The rain falls on the rich and the poor, the righteous and the unrighteous.

And as the Bard you quoted said real love

bears out even to the edge of doom.

The rain is gonna fall.  Anticipate it.  Rejoice in it.  Crops can’t grow without it.  Without rain we’d all be dead.  James, the brother of Jesus, writes in the New Testament:

Consider it all joy my brethren when you encounter trials of various kinds, knowing that the testing of your faith produces perseverance.  And let perseverance have it’s perfect work so that you may be perfect and complete, lacking in nothing.

James 1:2-3

The problems you face today prepare you to face the problems you will face tomorrow.  There will be problems.  Count on it.  You take your problems and you learn from them, you grow, you stretch, you change and you become transformed, ever so slightly and slowly into the persons and couple God wants you to be.

If you will let Him.

If you will learn from your mistakes.

Let the problems bring you together INSTEAD and tackle them.

We would not have the bridges we have today, masterpieces of astounding engineering, unless other bridges had fallen down.  The question is asked after a bridge collapses: why did this bridge fail?  And the next bridge is stronger and withstands more pressure and lasts longer because mistakes were made, lessons learned and new principles discovered and applied.

Imagine running a marathon but never having prepared for it.  Certainly you would die by sheer exhaustion.  No, the runner knows that in order to prepare for the race, it will take months of regular and rigorous training to be ready for if.  For elite athletes this training will take years.

In marriage the training for life takes years.  Each of you has had your training in your family of origin and for this you can be thankful.  Your individual backgrounds bring freshness and a new voice to each other that neither would have ever considered without this new whisper in your ear.  Today you continue this training for your marriage.  Your training will be rigorous.  But your must endure.  Count it all joy.  Learn to take your problems and turn them into blessings.

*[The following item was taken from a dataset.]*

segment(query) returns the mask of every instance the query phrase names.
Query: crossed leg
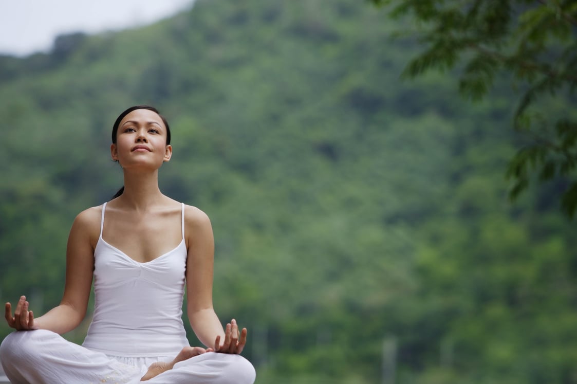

So count it all joy when you encounter various trials.  Laugh at your problems.  Face them together.  Learn, stretch, cajole, tease, flirt, lighten the burdens of your life by seeing the guidance of God, gently leading you, teaching you, producing in you a heart of wisdom and humility before His Throne and before each other.  Neither of you know everything.  You both are smart.  You both know things the other does not.  Rejoice, therefore, when you disagree.  Embrace the disagreements.  Navigate them.  Without the disagreements and the weighing of weighty matters you will never get through the rocky harbors.

But with eyes on both sides of the ship you will make it.   One of you looks on this side and says, “Watch out here!”  And the other says, “No, look over there!”  And the other says, “No, there!”  And the other says,  “Oh!  I see it!!”

It’ll be worth it.  And in the end, the wisdom of your spouse will cause you to say:

Many spouses have done well, but you excel them all.

Be humble, therefore, enough to listen.  Be humble enough to learn from each other.  I pray for you, that marriage will NOT narrow your mind.